Cyber Incident Victim: Johnson & Johnson Health Care Systems

On or around July 2nd, 2023, Johnson & Johnson Health Care Systems Inc., operating as Janssen, became aware of a security issue concerning its CarePath application. The CarePath application is a service designed to help patients gain access to Janssen medications; it offers discounts and cost-saving advice on eligible prescriptions, provides guidance on insurance coverage, and serves drug refiling and administering alerts. The application and its supporting database are managed by IBM, which acts as a technology service provider for Janssen. The specific nature of the security issue was the discovery of a previously undocumented method that could potentially give unauthorized users access to the CarePath database. Upon becoming aware of this security gap, Janssen promptly reported the issue to IBM for investigation and remediation.

IBM responded to the report from Janssen by immediately fixing the identified security gap to prevent any further potential unauthorized access. Following the mitigation of the vulnerability, IBM launched an internal investigation to assess whether the flaw had been exploited prior to the fix. This investigation was conducted to determine if any unauthorized access or data exfiltration had occurred. The investigation was concluded on August 2nd, 2023, and its findings confirmed that unauthorized users had indeed accessed the CarePath database. The period during which this unauthorized access occurred was not explicitly detailed, but the notice indicated that the exposure impacts CarePath users who enrolled on Janssen's online services before July 2nd, 2023. This date may indicate when the breach occurred or may suggest that the breached database was a backup containing information up to that point.

The investigation determined that the unauthorized access resulted in the compromise of specific categories of user data stored within the CarePath database. The information accessed included full names, contact information, and dates of birth of the affected individuals. More significantly, the breached data contained sensitive health-related information, including details about an individual's health insurance, the specific medications they were prescribed or using, and information concerning their medical conditions. This combination of personal and highly sensitive medical data creates a significant risk for the impacted individuals, as it could be used to support highly effective phishing, scamming, and social engineering attacks. Furthermore, given the substantial value of medical data on illicit markets, there is a high probability that the stolen information could be sold for a premium on darknet forums.

It is important to note what types of data were not involved in this incident. According to the information provided, social security numbers and financial account data were not kept in the particular database that was breached. Therefore, these critical pieces of financial and identification information were not exposed as a result of this event. This limitation in the scope of the data exposure provides some mitigation against certain forms of identity theft and financial fraud. Additionally, Janssen has clarified that this particular security incident did not impact its population of Pulmonary Hypertension patients, indicating that the breach was confined to the CarePath system and not other separate patient support programs.

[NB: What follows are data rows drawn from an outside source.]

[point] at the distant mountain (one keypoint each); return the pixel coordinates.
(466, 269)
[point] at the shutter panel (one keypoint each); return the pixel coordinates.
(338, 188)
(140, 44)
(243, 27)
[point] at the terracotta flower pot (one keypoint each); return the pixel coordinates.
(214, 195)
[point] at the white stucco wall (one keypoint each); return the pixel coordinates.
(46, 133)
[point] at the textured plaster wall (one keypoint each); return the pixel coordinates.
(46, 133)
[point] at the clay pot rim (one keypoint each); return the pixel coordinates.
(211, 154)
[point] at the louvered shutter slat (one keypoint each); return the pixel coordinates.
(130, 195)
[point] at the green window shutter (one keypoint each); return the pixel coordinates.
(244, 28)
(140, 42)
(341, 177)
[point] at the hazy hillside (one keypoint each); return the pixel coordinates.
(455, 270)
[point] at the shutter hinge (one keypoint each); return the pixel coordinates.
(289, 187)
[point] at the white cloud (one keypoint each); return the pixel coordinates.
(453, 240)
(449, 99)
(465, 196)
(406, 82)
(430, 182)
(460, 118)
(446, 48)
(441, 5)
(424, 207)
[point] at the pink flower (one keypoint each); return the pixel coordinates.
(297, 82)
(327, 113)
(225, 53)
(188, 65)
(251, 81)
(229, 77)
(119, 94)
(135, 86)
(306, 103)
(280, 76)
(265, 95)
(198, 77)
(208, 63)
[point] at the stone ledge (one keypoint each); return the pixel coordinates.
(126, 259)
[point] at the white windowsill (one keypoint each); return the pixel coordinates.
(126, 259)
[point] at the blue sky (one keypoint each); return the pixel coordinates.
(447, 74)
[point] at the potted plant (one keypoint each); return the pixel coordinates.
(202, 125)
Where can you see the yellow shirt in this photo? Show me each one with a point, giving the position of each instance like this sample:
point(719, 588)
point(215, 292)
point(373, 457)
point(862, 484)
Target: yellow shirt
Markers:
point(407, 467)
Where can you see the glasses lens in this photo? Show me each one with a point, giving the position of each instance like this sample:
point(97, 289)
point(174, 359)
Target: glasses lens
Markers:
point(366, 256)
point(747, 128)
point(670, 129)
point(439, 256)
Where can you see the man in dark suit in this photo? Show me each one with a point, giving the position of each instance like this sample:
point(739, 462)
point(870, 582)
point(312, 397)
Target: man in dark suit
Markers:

Following the conclusion of the investigation, IBM published its own announcement regarding the incident. In its statement, IBM indicated that there were no indications the stolen data had been misused at the time of the announcement. Despite this lack of evidence regarding misuse, both IBM and Janssen are urging affected CarePath users to remain vigilant. The recommendations include closely monitoring account statements and explanations of benefits from health insurance providers for any signs of suspicious or fraudulent activity. As a protective measure, IBM is offering a one-year credit monitoring service free of charge to all individuals impacted by the breach to help protect them from potential fraud. Both companies have also established dedicated toll-free numbers where providers and users can call to address their questions about the incident or receive assistance with enrolling in the offered credit monitoring services.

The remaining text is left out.